Die Behörde gab an, es gehe nicht um politische Ansichten der Eltern, sondern darum, dass sie ihr Kind als „Werbetafel“ benutzt hätten. Auch seien in der Familie Alkohol- und Drogenmissbrauch sowie häusliche Gewalt virulent.

Die Elternteile, die heute getrennt leben, kämpfen jeweils für ihr eigenes Sorgerecht. Die Mutter hat Manitoba verlassen und nimmt am dortigen Prozess nicht teil; sie sagte in einem Interview, sie sei keine Nazi, sondern „stolze Weiße“. Beide meinten, das Hakenkreuz sei nur das „nordische Symbol für Frieden, Leben, Neuanfang“.

Nichtsnutz und Skinhead

Zugleich soll der arbeitslose und laut Verwandten „nichtsnutzige“ Stiefvater erklärt haben, er habe sein Leben dem „Skinhead-Dasein“ gewidmet und wolle sich nicht ändern, so die „Winnipeg Free Press“.
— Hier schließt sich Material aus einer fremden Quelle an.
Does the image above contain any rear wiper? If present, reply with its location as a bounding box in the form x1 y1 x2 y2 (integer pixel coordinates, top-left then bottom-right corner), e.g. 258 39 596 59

Der Fall hat eine Debatte darüber ausgelöst, wie weit die Rechte des Jugendamts gehen. Professor Helmut-Harry Loewen von der Universität Winnipeg sagte, es würde ein gefährlicher Weg eröffnet, wenn Sorgerecht mit politischen oder religiösen Überzeugungen junktimiert werde. Andere Juristen erwidern, die Behörden hätten im Sinne des Wohlergehens des Kindes richtig gehandelt.

AUF EINEN BLICK

In Winnipeg (Kanada) kam ein achtjähriges Mädchen mit Nazisymbolen in die Schule. Als sich herausstellte, dass die Eltern Neonazis sind, wurde ihnen das Sorgerecht aberkannt. Nun tobt deswegen ein Rechtsstreit.